Listen to Clay & Company, Every Weekday Morning On 106.5 WYRK
Buffalo was one of the last cities to get Uber. At the end of June in 2017, the City of Good Neighbors finally got it, and people were ecstatic.
Now, it’s changing, but it’s changing for the better!
New Feature Added To Uber
There’s this new feature for Uber that allows you to “Record My Ride,” which lets both the driver and the passenger record audio of their ride right on their phones in the event of safety issues.
The feature is optional, but many are using it as an extra means of precaution.
How Does “Record My Ride” Work?
A passenger and a driver can add the safety feature under the app section labeled “Safety Toolkit.” You enable that, and then there should be an option to record your audio, The recording will begin once you press “start.” Either party can begin recording at any time during a ride, but the recording will automatically stop after a trip is completed.
What Happens To The Uber Recording?
The audio files are encrypted, according to Uber, and they are stored on the device of the person who enabled the recording.
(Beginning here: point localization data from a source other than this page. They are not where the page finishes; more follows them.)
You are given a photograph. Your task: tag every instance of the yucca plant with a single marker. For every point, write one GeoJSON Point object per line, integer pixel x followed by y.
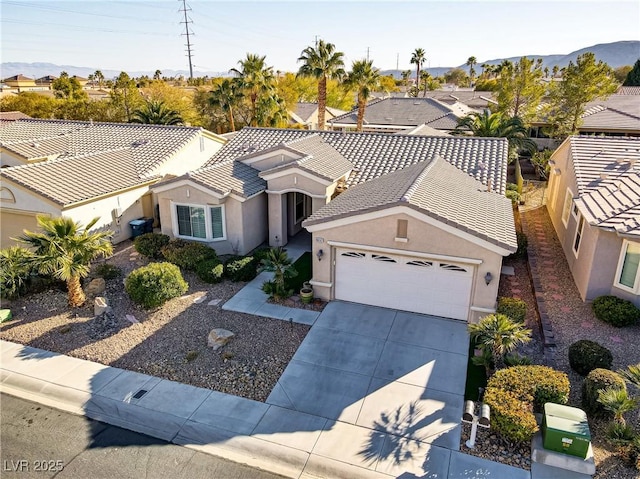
{"type": "Point", "coordinates": [618, 402]}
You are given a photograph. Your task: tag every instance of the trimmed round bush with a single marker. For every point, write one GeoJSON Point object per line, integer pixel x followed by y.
{"type": "Point", "coordinates": [515, 393]}
{"type": "Point", "coordinates": [151, 244]}
{"type": "Point", "coordinates": [187, 254]}
{"type": "Point", "coordinates": [514, 308]}
{"type": "Point", "coordinates": [595, 381]}
{"type": "Point", "coordinates": [210, 270]}
{"type": "Point", "coordinates": [155, 284]}
{"type": "Point", "coordinates": [615, 311]}
{"type": "Point", "coordinates": [241, 268]}
{"type": "Point", "coordinates": [586, 355]}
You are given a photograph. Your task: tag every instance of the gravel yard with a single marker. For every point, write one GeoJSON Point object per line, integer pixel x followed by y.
{"type": "Point", "coordinates": [169, 342]}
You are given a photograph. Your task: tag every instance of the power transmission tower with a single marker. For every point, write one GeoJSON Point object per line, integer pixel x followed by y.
{"type": "Point", "coordinates": [188, 34]}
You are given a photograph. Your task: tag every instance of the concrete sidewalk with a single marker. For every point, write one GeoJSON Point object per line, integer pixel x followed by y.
{"type": "Point", "coordinates": [269, 437]}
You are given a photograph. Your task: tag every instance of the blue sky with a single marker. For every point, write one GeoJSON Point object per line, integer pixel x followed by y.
{"type": "Point", "coordinates": [134, 35]}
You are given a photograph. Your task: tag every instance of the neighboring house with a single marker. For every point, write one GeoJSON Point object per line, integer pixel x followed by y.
{"type": "Point", "coordinates": [392, 115]}
{"type": "Point", "coordinates": [306, 114]}
{"type": "Point", "coordinates": [85, 169]}
{"type": "Point", "coordinates": [411, 222]}
{"type": "Point", "coordinates": [594, 204]}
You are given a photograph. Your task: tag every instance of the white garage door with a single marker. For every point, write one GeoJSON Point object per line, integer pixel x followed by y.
{"type": "Point", "coordinates": [420, 285]}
According to Uber, “no one can listen to the audio,” including the company, the driver, and/or the rider, while the recording is on a device.
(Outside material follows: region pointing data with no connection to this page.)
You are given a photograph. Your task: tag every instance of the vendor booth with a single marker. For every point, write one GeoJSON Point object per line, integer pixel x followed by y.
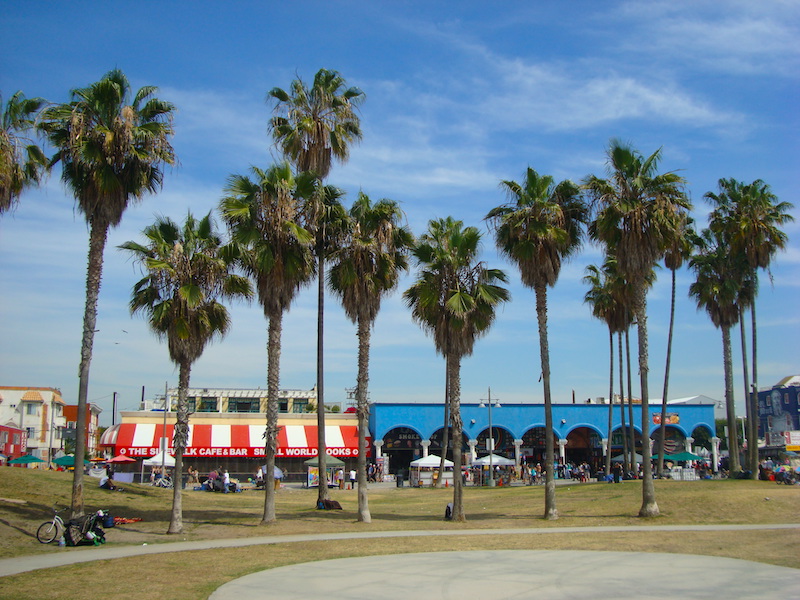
{"type": "Point", "coordinates": [333, 466]}
{"type": "Point", "coordinates": [425, 471]}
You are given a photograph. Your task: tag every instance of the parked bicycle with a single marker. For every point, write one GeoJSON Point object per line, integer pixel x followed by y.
{"type": "Point", "coordinates": [50, 530]}
{"type": "Point", "coordinates": [165, 482]}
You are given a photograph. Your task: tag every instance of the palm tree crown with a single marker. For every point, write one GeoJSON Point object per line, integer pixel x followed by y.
{"type": "Point", "coordinates": [22, 162]}
{"type": "Point", "coordinates": [112, 144]}
{"type": "Point", "coordinates": [540, 225]}
{"type": "Point", "coordinates": [264, 216]}
{"type": "Point", "coordinates": [315, 126]}
{"type": "Point", "coordinates": [368, 264]}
The only time Uber would receive access to this audio file is if an incident is reported and the driver and/or rider submit the recording to be used as a form of evidence. Then, it will be reviewed by a safety specialist.
Do Other People Know If You’re Recording?
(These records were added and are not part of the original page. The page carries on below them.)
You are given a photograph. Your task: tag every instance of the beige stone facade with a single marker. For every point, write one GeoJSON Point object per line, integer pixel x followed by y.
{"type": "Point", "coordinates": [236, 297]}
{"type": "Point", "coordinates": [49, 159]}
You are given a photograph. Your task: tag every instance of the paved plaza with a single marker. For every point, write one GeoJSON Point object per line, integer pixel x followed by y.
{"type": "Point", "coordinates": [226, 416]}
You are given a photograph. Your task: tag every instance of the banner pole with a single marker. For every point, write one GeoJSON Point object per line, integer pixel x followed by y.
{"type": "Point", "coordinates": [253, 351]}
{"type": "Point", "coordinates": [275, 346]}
When a driver enables the recording option, it will send a message to the rider, alerting them that audio may be recorded during their trip.
Will There Be A Video Recording Option?
Eventually, there might be. As of now, there is a video recording feature that allows drivers to record from their front facing cameras, but it is under trial at the time. It sounds like it may be something that becomes an option in the near future!